Brokerage is useless without closure. This is less of a slam-dunk, but he gathers evidence that brokers don’t help when the teams themselves are fragmented and poorly coordinated. Intuitively this makes sense, groups who can’t communicate internally won’t be able to execute even given the best ideas.
The echo chamber amplifies closure. Treating networks as information circuits ignores the primate biases that actually guide our social behavior. In particular, etiquette demands that we avoid contradicting a conversation partner when possible. This and similar habits mean that reputations are exaggerated in a feedback loop through gossip, since people you talk to will tend to agree with your assessment of someone, even if they don’t hold the same opinion. This gives the illusion of corroborating evidence for your views, and tends to tighten the bonds that bind a group together and more strongly exclude outsiders. This is a tough one to tease out from the data, but he shows that the more mutual contacts you share with someone, the stronger your opinion of them, even if that opinion disagrees with the assessments of your shared contacts.

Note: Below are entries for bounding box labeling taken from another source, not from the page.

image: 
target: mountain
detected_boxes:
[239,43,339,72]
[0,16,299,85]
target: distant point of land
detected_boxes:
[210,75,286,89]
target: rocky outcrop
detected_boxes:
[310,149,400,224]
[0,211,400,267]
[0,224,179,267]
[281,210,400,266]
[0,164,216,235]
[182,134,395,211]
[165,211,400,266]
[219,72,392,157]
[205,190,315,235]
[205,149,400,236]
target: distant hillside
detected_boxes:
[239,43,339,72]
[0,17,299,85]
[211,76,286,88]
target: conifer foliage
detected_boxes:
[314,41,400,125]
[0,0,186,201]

This is vital reading for anyone dealing with social networks because of the applications of these theories to the design of our tools. At the start he talks about the delusion that having lots of contacts in a network adds value, when instead the really valuable connections are those outside your immediate group, and how this is where businesses like LinkedIn and Tacit should be focusing their efforts.

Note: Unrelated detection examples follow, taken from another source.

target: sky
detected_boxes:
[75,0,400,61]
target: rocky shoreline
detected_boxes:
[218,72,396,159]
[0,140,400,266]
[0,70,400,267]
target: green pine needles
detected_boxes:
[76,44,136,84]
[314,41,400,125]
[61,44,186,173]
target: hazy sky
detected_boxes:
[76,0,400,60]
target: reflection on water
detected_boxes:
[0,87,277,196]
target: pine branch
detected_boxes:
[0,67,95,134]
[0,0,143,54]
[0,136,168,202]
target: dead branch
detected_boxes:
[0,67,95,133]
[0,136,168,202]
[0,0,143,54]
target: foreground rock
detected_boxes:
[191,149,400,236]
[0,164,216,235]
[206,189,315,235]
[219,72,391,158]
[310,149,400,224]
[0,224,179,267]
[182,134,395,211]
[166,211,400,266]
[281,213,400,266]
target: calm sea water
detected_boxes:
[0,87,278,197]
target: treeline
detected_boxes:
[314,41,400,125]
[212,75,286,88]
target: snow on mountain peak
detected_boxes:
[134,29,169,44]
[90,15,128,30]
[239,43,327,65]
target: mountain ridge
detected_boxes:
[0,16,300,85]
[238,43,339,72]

I’m particularly interested because most of my work has been aimed at making brokerage easier and faster. Defrag Connector was about establishing initial trust between conference attendees by revealing mutual friends. I’m analyzing email to reveal the existing communication networks, and identify good candidates for brokerage contacts because they’re experts in a helpful area, or have external contacts that would be useful. Most of his data comes from self-reported surveys of who people talk to, I’d love to run some of his work against my large company email data sets. He mentions Valdis Krebs in the foreword, but I was disappointed I didn’t see any references to his work deriving networks from implicit communication data.
Burt is writing for an academic audience, so he presents a lot of the primary data backing up his arguments, which can make it a tough read for generalists like me. He’s got a readable style though, and I love some of the anecdotes that pop up throughout, such as the quote from a manager explaining that when analyzing improvement ideas "that were either too local in nature, incomprehensible, vague or too whiny, I didn’t rate them."